La imposición de la pena o de la medida de seguridad responderá a los principios de necesidad, proporcionalidad y razonabilidad. El principio de necesidad se entenderá en el marco de la prevención y conforme a las instituciones que la desarrollan. 27.- Por su parte, el artículo 59 ibidem indica: Motivación del proceso de individualización de la pena.
Toda sentencia deberá contener una fundamentación explícita sobre los motivos de la determinación cualitativa y cuantitativa de la pena. 28.- En relación con la dosificación, el artículo 60 ibidem precisa: Parámetros para la determinación de los mínimos y máximos aplicables. Para efectuar el proceso de individualización de la pena el sentenciador deberá fijar, en primer término, los límites mínimos y máximos en los que se ha de mover.
Para ello, y cuando hubiere circunstancias modificadoras de dichos límites, aplicará las siguientes reglas: 1. Si la pena se aumenta o disminuye en una proporción determinada, ésta se aplicará al mínimo y al máximo de la infracción básica. 2. Si la pena se aumenta hasta en una proporción, ésta se aplicará al máximo de la infracción básica. 3.
Si la pena se disminuye hasta en una proporción, ésta se aplicará al mínimo de la infracción básica. 4. Si la pena se aumenta en dos proporciones, la menor se aplicará al mínimo y la mayor al máximo de la infracción básica. 5. Si la pena se disminuye en dos proporciones, la mayor se aplicará al mínimo y la menor al máximo de la infracción básica. 29.- Y, en el artículo 61 el legislador ordenó: Fundamentos para la individualización de la pena.

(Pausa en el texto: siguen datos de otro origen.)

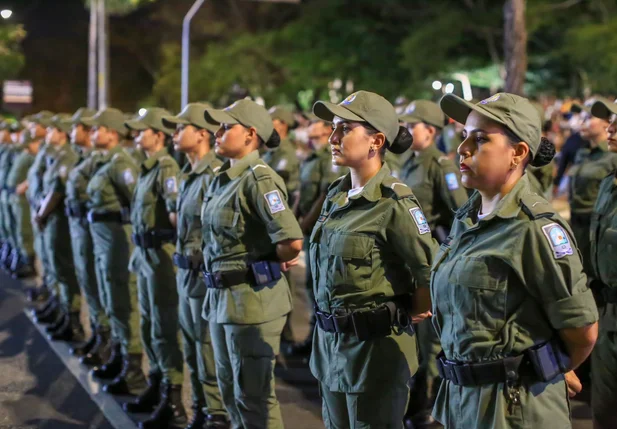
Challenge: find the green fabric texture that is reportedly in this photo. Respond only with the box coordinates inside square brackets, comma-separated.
[431, 176, 598, 428]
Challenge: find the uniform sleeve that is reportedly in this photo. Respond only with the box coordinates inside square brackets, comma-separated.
[435, 157, 468, 211]
[386, 197, 438, 288]
[247, 177, 303, 243]
[157, 161, 180, 213]
[110, 158, 139, 205]
[520, 218, 598, 329]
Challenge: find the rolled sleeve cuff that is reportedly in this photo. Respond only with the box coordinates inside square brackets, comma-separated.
[545, 289, 599, 329]
[267, 219, 304, 243]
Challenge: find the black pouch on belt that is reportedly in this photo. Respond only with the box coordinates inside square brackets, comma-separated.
[351, 306, 392, 341]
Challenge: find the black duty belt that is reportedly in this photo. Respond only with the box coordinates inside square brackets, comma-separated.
[173, 253, 204, 271]
[64, 201, 88, 219]
[131, 229, 176, 249]
[87, 210, 122, 223]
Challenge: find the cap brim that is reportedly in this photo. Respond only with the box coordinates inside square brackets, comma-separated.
[313, 101, 366, 122]
[591, 101, 617, 119]
[204, 109, 240, 125]
[439, 94, 508, 127]
[124, 121, 150, 131]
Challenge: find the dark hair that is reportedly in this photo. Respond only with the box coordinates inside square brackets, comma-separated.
[504, 128, 557, 167]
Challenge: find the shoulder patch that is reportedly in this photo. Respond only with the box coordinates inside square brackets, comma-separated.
[542, 222, 573, 259]
[409, 207, 431, 235]
[445, 173, 460, 191]
[264, 190, 285, 214]
[165, 176, 178, 194]
[122, 168, 135, 185]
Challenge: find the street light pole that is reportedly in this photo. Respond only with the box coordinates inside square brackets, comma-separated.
[180, 0, 206, 109]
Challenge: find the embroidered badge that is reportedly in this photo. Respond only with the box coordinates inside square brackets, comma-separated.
[264, 191, 285, 214]
[165, 176, 178, 194]
[409, 207, 431, 235]
[542, 223, 573, 259]
[122, 168, 135, 185]
[341, 93, 356, 106]
[276, 158, 287, 171]
[446, 173, 459, 191]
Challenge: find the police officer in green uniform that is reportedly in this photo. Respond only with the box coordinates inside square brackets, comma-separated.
[34, 114, 83, 341]
[590, 100, 617, 429]
[431, 93, 598, 429]
[64, 108, 109, 358]
[163, 103, 228, 429]
[6, 132, 41, 278]
[310, 91, 436, 429]
[125, 108, 187, 428]
[262, 106, 300, 344]
[399, 100, 467, 425]
[201, 100, 302, 429]
[568, 106, 617, 274]
[80, 108, 146, 394]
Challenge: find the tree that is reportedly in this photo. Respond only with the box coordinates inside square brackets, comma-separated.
[503, 0, 527, 95]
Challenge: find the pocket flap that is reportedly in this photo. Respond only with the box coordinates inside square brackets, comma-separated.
[330, 233, 375, 259]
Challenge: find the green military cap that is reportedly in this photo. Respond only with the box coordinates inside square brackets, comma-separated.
[204, 100, 274, 143]
[439, 92, 542, 158]
[79, 107, 127, 135]
[124, 107, 174, 136]
[163, 103, 219, 133]
[71, 107, 96, 125]
[399, 100, 446, 129]
[50, 113, 73, 133]
[313, 91, 399, 143]
[268, 106, 296, 127]
[591, 98, 617, 121]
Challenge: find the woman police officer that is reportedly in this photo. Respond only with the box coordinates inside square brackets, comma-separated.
[590, 100, 617, 429]
[310, 91, 436, 429]
[431, 93, 598, 428]
[201, 100, 302, 429]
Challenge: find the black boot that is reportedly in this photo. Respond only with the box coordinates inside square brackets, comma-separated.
[184, 404, 207, 429]
[139, 383, 188, 429]
[48, 311, 84, 343]
[79, 327, 113, 367]
[103, 353, 148, 395]
[90, 344, 122, 380]
[122, 372, 162, 413]
[203, 414, 231, 429]
[70, 323, 97, 357]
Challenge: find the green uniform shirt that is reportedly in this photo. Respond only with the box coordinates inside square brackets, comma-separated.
[201, 151, 302, 324]
[569, 142, 617, 215]
[131, 148, 180, 234]
[310, 164, 436, 393]
[43, 143, 79, 197]
[591, 171, 617, 332]
[298, 144, 343, 216]
[400, 144, 467, 231]
[431, 175, 598, 428]
[262, 139, 300, 196]
[86, 145, 137, 213]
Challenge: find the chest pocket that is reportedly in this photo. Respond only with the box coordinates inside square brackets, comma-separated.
[328, 232, 375, 292]
[448, 257, 508, 332]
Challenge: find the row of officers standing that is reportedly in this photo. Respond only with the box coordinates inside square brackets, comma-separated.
[0, 91, 617, 429]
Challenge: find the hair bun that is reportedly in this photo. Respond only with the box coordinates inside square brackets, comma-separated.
[265, 130, 281, 149]
[531, 137, 556, 167]
[388, 127, 413, 155]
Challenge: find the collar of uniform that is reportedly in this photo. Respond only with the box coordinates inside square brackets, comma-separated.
[141, 147, 169, 170]
[189, 150, 216, 176]
[330, 162, 390, 202]
[458, 174, 530, 221]
[219, 150, 259, 179]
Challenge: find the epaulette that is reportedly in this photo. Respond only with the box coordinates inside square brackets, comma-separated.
[381, 176, 413, 200]
[251, 159, 272, 181]
[521, 193, 555, 220]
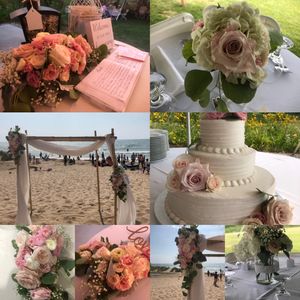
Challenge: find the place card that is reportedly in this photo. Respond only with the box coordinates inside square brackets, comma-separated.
[85, 18, 115, 49]
[25, 7, 44, 31]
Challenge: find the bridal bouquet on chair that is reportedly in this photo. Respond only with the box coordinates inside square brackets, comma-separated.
[182, 2, 282, 111]
[174, 225, 206, 296]
[76, 233, 150, 300]
[0, 32, 108, 112]
[12, 225, 75, 300]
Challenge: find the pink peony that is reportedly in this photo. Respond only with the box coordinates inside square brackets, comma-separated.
[211, 22, 256, 77]
[181, 161, 211, 192]
[26, 71, 41, 89]
[15, 269, 41, 290]
[30, 287, 52, 300]
[43, 64, 59, 81]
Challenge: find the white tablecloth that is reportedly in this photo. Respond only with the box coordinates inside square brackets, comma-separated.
[225, 258, 300, 300]
[0, 225, 75, 300]
[150, 148, 300, 224]
[151, 16, 300, 112]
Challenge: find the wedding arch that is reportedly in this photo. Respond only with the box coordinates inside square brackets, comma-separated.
[7, 127, 136, 225]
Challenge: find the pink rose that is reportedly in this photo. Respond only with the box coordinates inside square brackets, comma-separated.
[43, 64, 59, 81]
[26, 71, 41, 89]
[181, 162, 211, 192]
[15, 269, 41, 290]
[132, 256, 150, 280]
[167, 171, 181, 192]
[265, 198, 293, 226]
[206, 176, 222, 192]
[211, 23, 257, 77]
[32, 246, 52, 265]
[75, 34, 93, 56]
[30, 288, 52, 300]
[172, 154, 195, 175]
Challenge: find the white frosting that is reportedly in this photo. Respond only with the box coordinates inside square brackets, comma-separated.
[200, 120, 245, 149]
[189, 144, 255, 182]
[165, 167, 275, 224]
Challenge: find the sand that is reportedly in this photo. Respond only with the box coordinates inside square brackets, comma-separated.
[151, 273, 225, 300]
[0, 160, 149, 224]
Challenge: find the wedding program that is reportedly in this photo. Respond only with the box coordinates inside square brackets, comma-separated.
[0, 0, 300, 300]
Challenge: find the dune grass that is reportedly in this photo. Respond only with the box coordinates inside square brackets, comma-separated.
[150, 0, 300, 56]
[225, 225, 300, 253]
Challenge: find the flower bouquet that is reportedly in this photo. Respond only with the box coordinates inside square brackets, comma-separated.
[174, 225, 206, 296]
[76, 230, 150, 300]
[182, 2, 282, 111]
[0, 32, 108, 112]
[235, 225, 293, 284]
[12, 225, 75, 300]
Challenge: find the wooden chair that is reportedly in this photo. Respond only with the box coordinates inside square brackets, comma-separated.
[10, 6, 61, 43]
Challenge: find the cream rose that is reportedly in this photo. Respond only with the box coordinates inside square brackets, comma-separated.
[173, 154, 195, 174]
[15, 269, 41, 290]
[265, 199, 293, 225]
[32, 246, 52, 265]
[181, 162, 211, 192]
[211, 24, 257, 77]
[49, 44, 71, 67]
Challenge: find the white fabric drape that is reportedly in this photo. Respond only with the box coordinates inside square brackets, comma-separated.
[16, 134, 136, 225]
[187, 235, 225, 300]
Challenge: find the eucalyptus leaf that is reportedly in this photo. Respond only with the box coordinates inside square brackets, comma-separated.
[221, 73, 256, 104]
[269, 30, 283, 52]
[184, 70, 213, 101]
[182, 40, 196, 63]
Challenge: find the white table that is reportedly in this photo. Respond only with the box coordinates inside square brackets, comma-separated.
[225, 258, 300, 300]
[150, 148, 300, 224]
[151, 13, 300, 112]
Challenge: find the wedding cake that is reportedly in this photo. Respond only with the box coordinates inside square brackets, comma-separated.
[165, 113, 275, 224]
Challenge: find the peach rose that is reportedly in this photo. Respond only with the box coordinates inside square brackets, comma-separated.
[167, 171, 181, 192]
[181, 161, 211, 192]
[32, 246, 52, 265]
[43, 64, 59, 81]
[49, 44, 71, 67]
[15, 269, 41, 290]
[206, 176, 222, 192]
[211, 23, 257, 77]
[132, 256, 150, 279]
[172, 154, 195, 174]
[265, 198, 293, 225]
[12, 44, 34, 58]
[93, 246, 111, 261]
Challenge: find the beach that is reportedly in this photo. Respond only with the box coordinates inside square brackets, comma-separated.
[151, 273, 225, 300]
[0, 160, 149, 224]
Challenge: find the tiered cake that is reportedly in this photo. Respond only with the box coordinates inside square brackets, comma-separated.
[165, 114, 275, 224]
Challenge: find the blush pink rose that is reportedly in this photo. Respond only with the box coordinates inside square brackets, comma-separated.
[43, 64, 59, 81]
[30, 287, 52, 300]
[211, 24, 257, 77]
[181, 162, 211, 192]
[26, 71, 41, 89]
[15, 269, 41, 290]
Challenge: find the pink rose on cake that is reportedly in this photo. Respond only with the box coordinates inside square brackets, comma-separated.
[181, 161, 211, 192]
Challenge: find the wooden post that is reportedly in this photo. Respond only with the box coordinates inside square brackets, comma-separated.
[111, 128, 118, 225]
[94, 130, 104, 225]
[25, 130, 33, 216]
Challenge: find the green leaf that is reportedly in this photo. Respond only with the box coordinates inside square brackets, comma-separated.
[182, 40, 196, 63]
[184, 70, 212, 101]
[269, 30, 283, 52]
[69, 89, 80, 100]
[199, 89, 210, 107]
[221, 73, 256, 104]
[41, 272, 57, 285]
[215, 99, 229, 112]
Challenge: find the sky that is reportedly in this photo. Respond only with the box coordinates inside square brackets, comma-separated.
[0, 112, 149, 142]
[150, 225, 225, 264]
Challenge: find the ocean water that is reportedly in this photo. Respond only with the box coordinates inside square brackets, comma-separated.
[0, 139, 150, 159]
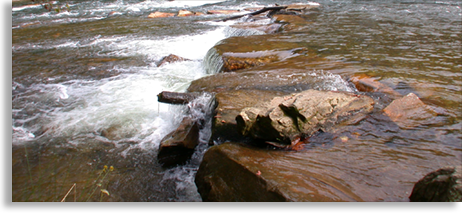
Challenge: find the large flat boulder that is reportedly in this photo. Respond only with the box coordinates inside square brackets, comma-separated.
[236, 89, 374, 144]
[188, 66, 351, 142]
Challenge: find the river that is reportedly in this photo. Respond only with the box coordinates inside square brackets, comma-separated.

Efectuado el procedimiento anterior, el sentenciador dividirá el ámbito punitivo de movilidad previsto en la ley en cuartos: uno mínimo, dos medios y uno máximo. El sentenciador sólo podrá moverse dentro del cuarto mínimo cuando no existan atenuantes ni agravantes o concurran únicamente circunstancias de atenuación punitiva, dentro de los cuartos medios cuando concurran circunstancias de atenuación y de agravación punitiva, y dentro del cuarto máximo cuando únicamente concurran circunstancias de agravación punitiva.
Establecido el cuarto o cuartos dentro del que deberá determinarse la pena, el sentenciador la impondrá ponderando los siguientes aspectos: la mayor o menor gravedad de la conducta, el daño real o potencial creado, la naturaleza de las causales que agraven o atenúen la punibilidad, la intensidad del dolo, la preterintención o la culpa concurrentes, la necesidad de pena y la función que ella ha de cumplir en el caso concreto.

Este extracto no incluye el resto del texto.